Der Thuner ÖV-Betrieb STI weigert sich, auf seinen Bussen Werbung mit Bibelsprüchen zu machen – und landet deshalb vor Gericht. Der Fall wirft Fragen auf zur Trennung von Religion und Staat.

«Sucht Gott, solange er sich finden lässt.»             «Nur bei Gott komme ich zur Ruhe.»

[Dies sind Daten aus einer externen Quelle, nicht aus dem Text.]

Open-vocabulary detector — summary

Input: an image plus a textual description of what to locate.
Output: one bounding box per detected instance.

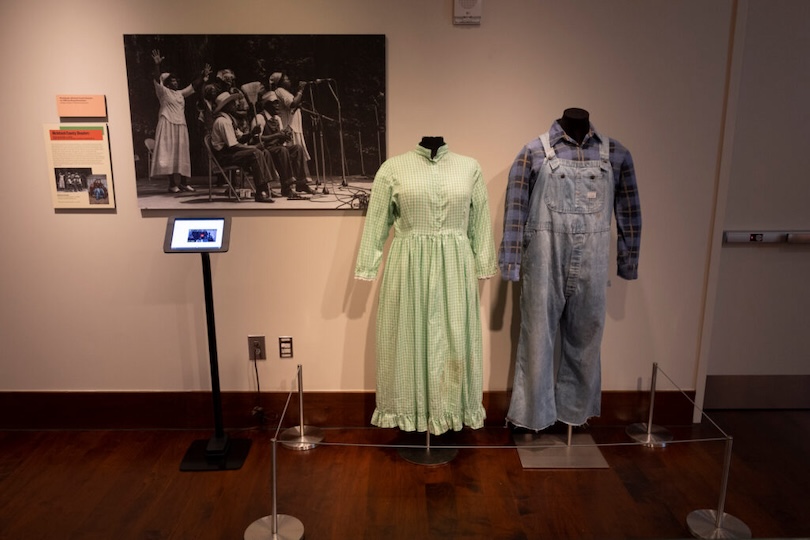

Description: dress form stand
[513,425,609,469]
[557,108,591,145]
[399,137,458,465]
[419,137,444,158]
[399,431,458,465]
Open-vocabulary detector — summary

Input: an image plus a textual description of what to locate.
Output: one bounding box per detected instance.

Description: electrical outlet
[248,336,267,360]
[278,336,292,358]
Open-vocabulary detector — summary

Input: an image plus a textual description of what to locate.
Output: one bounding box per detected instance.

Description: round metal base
[625,423,672,448]
[686,510,751,538]
[399,447,458,465]
[278,426,323,450]
[245,514,304,540]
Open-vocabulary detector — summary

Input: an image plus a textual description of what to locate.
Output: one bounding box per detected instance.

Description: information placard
[45,124,115,210]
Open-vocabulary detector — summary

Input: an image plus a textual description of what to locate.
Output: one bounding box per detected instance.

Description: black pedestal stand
[180,252,252,471]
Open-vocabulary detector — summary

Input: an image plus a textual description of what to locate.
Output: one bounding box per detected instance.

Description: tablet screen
[163,217,231,253]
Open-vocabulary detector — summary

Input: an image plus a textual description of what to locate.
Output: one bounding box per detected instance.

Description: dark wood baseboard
[0,391,694,430]
[703,375,810,409]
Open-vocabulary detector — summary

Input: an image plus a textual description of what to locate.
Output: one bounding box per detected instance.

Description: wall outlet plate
[278,336,292,358]
[248,336,267,361]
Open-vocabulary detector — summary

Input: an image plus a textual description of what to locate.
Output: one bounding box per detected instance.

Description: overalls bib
[506,133,613,430]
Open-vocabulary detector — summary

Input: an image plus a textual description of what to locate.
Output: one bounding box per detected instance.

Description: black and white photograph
[124,34,386,210]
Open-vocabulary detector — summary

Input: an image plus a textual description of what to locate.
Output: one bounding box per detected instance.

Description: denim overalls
[506,133,613,430]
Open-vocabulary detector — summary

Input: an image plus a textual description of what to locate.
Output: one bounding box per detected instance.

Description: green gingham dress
[355,145,497,435]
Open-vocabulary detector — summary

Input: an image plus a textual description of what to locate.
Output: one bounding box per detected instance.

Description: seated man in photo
[255,92,313,198]
[211,92,274,203]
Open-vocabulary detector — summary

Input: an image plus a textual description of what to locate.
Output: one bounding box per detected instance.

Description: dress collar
[414,143,450,161]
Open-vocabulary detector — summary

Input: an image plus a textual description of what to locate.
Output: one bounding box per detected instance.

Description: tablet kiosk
[163,217,231,253]
[163,217,251,471]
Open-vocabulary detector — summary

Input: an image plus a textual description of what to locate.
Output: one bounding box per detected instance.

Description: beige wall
[0,0,733,400]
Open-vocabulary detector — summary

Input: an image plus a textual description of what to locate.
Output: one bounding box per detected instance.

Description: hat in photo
[214,92,239,113]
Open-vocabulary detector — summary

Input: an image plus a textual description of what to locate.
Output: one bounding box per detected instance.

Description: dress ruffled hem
[371,405,487,435]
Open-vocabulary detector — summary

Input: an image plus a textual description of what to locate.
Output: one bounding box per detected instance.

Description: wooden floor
[0,411,810,540]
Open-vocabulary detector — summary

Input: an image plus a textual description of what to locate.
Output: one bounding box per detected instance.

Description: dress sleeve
[354,163,395,281]
[467,162,498,279]
[498,145,534,281]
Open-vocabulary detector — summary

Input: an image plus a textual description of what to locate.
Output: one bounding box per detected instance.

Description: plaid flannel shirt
[498,121,641,281]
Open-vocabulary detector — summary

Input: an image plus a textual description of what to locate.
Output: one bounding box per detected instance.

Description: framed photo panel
[124,34,386,210]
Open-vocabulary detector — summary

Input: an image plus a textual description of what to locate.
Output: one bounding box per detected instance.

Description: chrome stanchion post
[245,438,304,540]
[625,362,672,448]
[686,437,751,538]
[281,364,323,450]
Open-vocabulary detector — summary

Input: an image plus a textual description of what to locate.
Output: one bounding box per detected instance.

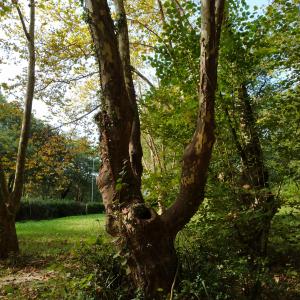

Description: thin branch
[131,66,155,88]
[0,161,9,200]
[129,41,155,50]
[127,18,172,57]
[12,0,31,42]
[50,105,100,131]
[36,71,99,93]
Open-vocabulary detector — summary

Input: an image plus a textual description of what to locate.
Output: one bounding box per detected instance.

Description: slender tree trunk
[225,84,278,259]
[0,0,35,259]
[0,207,19,258]
[86,0,224,299]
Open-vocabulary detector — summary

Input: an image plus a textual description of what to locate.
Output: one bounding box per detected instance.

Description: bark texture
[0,0,35,259]
[86,0,224,299]
[225,84,278,257]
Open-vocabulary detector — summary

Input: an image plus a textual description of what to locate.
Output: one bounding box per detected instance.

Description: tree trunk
[0,207,19,259]
[0,0,35,259]
[86,0,224,299]
[122,212,178,299]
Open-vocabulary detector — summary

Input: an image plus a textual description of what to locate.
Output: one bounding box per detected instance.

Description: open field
[0,215,108,299]
[0,207,300,300]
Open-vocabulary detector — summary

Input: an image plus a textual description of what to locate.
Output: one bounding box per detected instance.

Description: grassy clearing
[0,215,109,299]
[17,215,107,255]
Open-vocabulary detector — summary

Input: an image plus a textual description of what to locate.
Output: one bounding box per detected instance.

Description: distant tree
[0,0,35,258]
[86,0,224,299]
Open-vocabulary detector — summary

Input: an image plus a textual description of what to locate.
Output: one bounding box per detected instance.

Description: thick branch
[13,0,35,205]
[162,0,223,234]
[86,0,140,214]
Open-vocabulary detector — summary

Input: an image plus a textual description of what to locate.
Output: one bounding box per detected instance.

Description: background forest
[0,0,300,300]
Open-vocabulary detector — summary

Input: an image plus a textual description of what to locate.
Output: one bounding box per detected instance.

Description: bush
[16,199,104,221]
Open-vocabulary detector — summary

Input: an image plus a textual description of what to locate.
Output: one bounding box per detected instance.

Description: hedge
[16,200,104,221]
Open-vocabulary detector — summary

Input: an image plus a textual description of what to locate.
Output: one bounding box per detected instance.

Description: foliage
[0,99,100,201]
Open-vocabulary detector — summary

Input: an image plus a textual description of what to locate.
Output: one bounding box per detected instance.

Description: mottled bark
[163,0,224,232]
[86,0,223,299]
[114,0,143,184]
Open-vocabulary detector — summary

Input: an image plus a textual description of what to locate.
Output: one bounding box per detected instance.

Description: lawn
[0,215,111,299]
[17,214,107,255]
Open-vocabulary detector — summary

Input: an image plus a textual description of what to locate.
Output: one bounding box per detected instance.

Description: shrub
[17,199,104,221]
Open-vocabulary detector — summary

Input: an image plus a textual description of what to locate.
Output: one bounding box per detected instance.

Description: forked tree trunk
[86,0,224,299]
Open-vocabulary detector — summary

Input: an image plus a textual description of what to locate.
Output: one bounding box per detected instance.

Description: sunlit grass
[17,214,107,255]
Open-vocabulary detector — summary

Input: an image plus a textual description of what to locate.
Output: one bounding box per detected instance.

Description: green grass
[0,214,111,299]
[17,214,107,255]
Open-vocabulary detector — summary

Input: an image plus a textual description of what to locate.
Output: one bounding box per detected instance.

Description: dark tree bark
[225,84,278,259]
[237,84,278,257]
[86,0,224,299]
[0,0,35,259]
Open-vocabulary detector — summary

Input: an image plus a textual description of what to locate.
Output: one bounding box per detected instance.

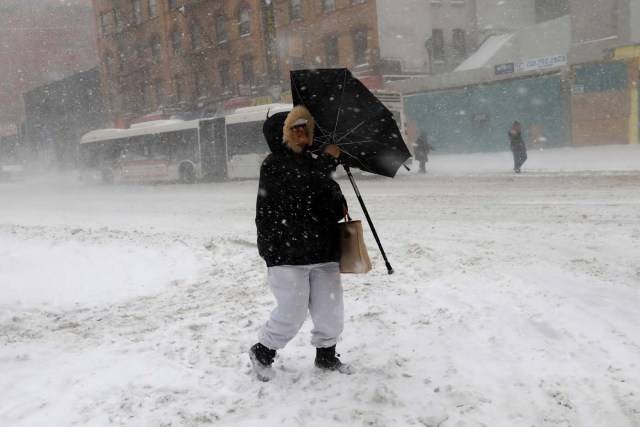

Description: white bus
[79,104,292,184]
[371,89,408,144]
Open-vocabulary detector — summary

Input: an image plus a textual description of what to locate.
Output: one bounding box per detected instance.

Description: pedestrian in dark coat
[509,120,527,173]
[249,106,351,381]
[414,131,434,173]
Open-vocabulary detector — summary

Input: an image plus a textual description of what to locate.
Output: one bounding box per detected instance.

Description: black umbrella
[291,68,411,274]
[291,68,411,178]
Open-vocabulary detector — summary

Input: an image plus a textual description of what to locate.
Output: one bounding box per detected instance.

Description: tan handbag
[338,214,371,274]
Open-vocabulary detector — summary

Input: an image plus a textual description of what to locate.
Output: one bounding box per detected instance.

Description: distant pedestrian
[413,131,435,173]
[509,120,527,173]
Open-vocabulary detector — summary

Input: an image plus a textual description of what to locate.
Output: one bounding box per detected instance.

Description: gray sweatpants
[258,262,344,350]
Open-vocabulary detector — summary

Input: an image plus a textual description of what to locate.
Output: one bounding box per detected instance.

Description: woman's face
[291,125,311,148]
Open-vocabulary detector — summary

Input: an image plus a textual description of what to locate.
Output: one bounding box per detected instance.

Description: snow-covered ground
[0,146,640,427]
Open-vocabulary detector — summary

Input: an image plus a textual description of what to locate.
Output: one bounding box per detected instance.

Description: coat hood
[262,111,289,153]
[282,105,315,153]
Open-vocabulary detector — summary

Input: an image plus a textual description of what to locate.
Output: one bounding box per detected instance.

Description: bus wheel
[102,169,113,185]
[180,163,196,184]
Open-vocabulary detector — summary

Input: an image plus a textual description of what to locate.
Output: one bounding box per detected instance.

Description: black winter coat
[256,109,344,267]
[509,130,527,153]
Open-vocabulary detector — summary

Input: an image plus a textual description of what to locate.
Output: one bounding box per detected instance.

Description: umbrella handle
[342,164,393,274]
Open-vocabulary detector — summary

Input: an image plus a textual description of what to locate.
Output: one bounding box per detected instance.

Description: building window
[156,80,167,107]
[104,52,116,75]
[289,0,302,21]
[100,12,111,35]
[453,28,467,59]
[173,75,185,103]
[136,43,147,65]
[351,28,369,65]
[196,73,207,98]
[324,36,340,67]
[191,24,202,50]
[431,28,444,62]
[242,56,253,85]
[171,28,182,56]
[322,0,336,12]
[238,4,251,36]
[133,0,142,24]
[149,34,160,64]
[218,61,231,93]
[142,86,153,111]
[148,0,158,18]
[113,10,122,33]
[213,12,227,43]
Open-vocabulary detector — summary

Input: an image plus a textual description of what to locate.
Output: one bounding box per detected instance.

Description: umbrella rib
[333,69,347,144]
[335,120,364,145]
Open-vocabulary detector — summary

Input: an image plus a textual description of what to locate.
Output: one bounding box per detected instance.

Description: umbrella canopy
[291,68,411,178]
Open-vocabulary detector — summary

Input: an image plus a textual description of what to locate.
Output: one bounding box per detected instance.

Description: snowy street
[0,146,640,427]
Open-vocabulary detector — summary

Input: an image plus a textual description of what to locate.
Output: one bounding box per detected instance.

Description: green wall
[404,74,568,153]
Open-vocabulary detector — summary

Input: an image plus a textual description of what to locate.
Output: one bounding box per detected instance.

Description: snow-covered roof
[454,15,571,72]
[454,33,513,71]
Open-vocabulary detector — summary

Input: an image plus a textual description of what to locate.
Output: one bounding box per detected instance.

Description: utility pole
[260,0,282,102]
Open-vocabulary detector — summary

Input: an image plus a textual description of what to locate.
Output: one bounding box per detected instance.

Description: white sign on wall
[514,54,567,73]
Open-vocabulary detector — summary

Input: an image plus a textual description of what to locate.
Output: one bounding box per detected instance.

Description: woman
[249,106,351,381]
[509,120,527,173]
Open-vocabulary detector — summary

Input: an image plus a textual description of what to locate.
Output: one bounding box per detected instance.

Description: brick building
[93,0,436,121]
[0,0,98,129]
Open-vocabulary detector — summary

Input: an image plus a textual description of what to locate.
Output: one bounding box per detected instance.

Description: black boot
[249,343,276,381]
[314,345,353,375]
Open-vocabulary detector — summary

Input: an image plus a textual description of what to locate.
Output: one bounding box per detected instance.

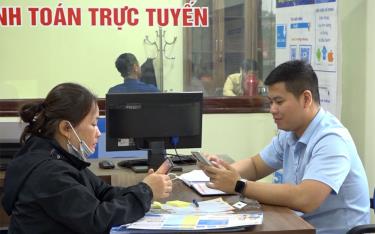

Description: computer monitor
[106,92,203,169]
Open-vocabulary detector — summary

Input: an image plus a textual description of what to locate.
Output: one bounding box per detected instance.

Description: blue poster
[299,45,312,64]
[276,24,286,48]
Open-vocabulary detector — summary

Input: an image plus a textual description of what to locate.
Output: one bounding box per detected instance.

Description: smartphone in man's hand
[156,158,173,175]
[191,151,213,166]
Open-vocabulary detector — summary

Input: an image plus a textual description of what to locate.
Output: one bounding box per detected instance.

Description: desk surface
[0,160,315,234]
[90,161,315,234]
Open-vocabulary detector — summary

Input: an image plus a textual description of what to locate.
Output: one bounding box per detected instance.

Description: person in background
[2,83,172,234]
[108,53,160,93]
[186,69,213,97]
[223,59,263,96]
[201,60,370,234]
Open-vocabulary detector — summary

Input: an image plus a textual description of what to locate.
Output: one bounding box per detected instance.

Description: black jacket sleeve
[34,163,152,233]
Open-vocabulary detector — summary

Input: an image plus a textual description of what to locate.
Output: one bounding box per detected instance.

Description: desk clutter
[111,198,263,234]
[177,170,233,196]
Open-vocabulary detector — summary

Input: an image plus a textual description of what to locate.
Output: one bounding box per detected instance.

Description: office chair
[346,188,375,234]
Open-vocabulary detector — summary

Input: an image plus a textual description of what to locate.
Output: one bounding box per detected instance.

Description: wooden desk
[0,160,315,234]
[90,161,315,234]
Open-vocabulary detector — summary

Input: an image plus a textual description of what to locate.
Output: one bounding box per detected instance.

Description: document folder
[178,170,232,196]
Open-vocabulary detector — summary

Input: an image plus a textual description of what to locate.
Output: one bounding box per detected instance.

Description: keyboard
[117,159,147,168]
[171,155,197,165]
[117,155,197,168]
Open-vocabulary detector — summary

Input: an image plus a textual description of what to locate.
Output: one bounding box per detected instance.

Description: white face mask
[67,121,94,161]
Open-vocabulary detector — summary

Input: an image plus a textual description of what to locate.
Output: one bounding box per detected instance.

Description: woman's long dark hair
[19,83,97,143]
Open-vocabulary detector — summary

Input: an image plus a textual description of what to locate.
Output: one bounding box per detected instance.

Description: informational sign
[276,0,341,117]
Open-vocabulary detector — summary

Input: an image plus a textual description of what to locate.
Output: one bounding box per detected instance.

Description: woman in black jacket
[2,83,172,234]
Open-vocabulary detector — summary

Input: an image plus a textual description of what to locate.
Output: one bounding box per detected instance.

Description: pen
[193,199,199,207]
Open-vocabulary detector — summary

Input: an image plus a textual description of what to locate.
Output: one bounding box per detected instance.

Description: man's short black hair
[264,60,320,104]
[115,53,138,78]
[241,59,258,72]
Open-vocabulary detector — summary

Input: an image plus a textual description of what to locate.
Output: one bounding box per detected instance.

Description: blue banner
[276,0,336,8]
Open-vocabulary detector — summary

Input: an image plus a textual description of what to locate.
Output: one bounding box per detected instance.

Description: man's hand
[201,159,241,193]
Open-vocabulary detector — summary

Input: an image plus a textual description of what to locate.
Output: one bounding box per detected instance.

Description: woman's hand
[143,169,172,200]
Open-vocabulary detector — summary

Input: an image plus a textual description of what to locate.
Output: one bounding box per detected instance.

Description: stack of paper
[159,197,234,214]
[121,213,263,233]
[178,170,231,196]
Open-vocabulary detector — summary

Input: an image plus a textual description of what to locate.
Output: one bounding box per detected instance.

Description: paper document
[116,212,263,233]
[158,197,234,214]
[178,170,232,196]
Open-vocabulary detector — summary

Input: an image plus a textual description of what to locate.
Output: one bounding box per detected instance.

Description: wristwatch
[234,178,247,195]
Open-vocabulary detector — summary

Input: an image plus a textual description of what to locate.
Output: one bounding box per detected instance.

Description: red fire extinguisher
[243,74,259,96]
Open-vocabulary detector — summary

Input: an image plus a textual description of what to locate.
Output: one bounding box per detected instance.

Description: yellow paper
[151,201,162,209]
[166,200,191,207]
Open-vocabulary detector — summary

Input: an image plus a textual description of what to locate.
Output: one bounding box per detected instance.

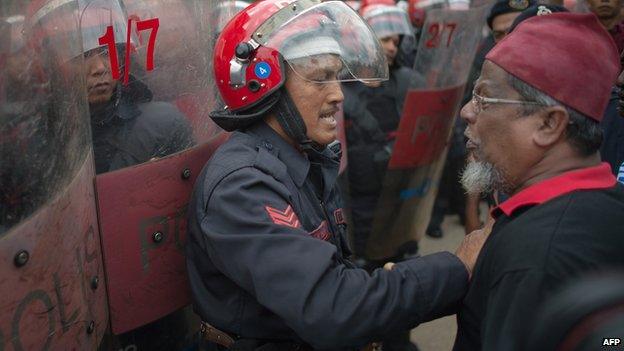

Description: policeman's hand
[455,220,494,278]
[384,262,394,271]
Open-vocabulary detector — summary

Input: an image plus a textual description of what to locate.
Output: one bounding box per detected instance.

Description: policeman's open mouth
[319,109,338,126]
[464,129,479,151]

Bibelsprüche wie diese sind seit Jahren an Plakatwänden überall in der Schweiz zu sehen. Immer Gelb auf Blau – und immer an prominenter Lage. Seit einiger Zeit sind sie auch im Verkehr zu sehen. Von Zürich über Bern und Basel bis nach Lugano: In über 30 Schweizer Städten kleben die Sprüche an Bussen des öffentlichen Verkehrs. «Gottes Wort rollt», nennt die Auftraggeberin, die christliche Agentur C, die Aktion. Nicht allerdings im Berner Oberland, wo Gottes Wort nicht so richtig ins Rollen kam, wie aus einem am Donnerstag, 17. Oktober, veröffentlichten Urteil des Bundesverwaltungsgerichts hervorgeht. Das Busunternehmen STI aus der Region Thun weigerte sich, ihre Busse für Bibelsprüche zur Verfügung zu stellen. Ihre Begründung: «Keine religiöse Werbung erwünscht.» Es folgte aber auch keine schriftliche Verfügung, die von der Werbekundin angefochten werden kann. Dagegen legte diese Beschwerde ein.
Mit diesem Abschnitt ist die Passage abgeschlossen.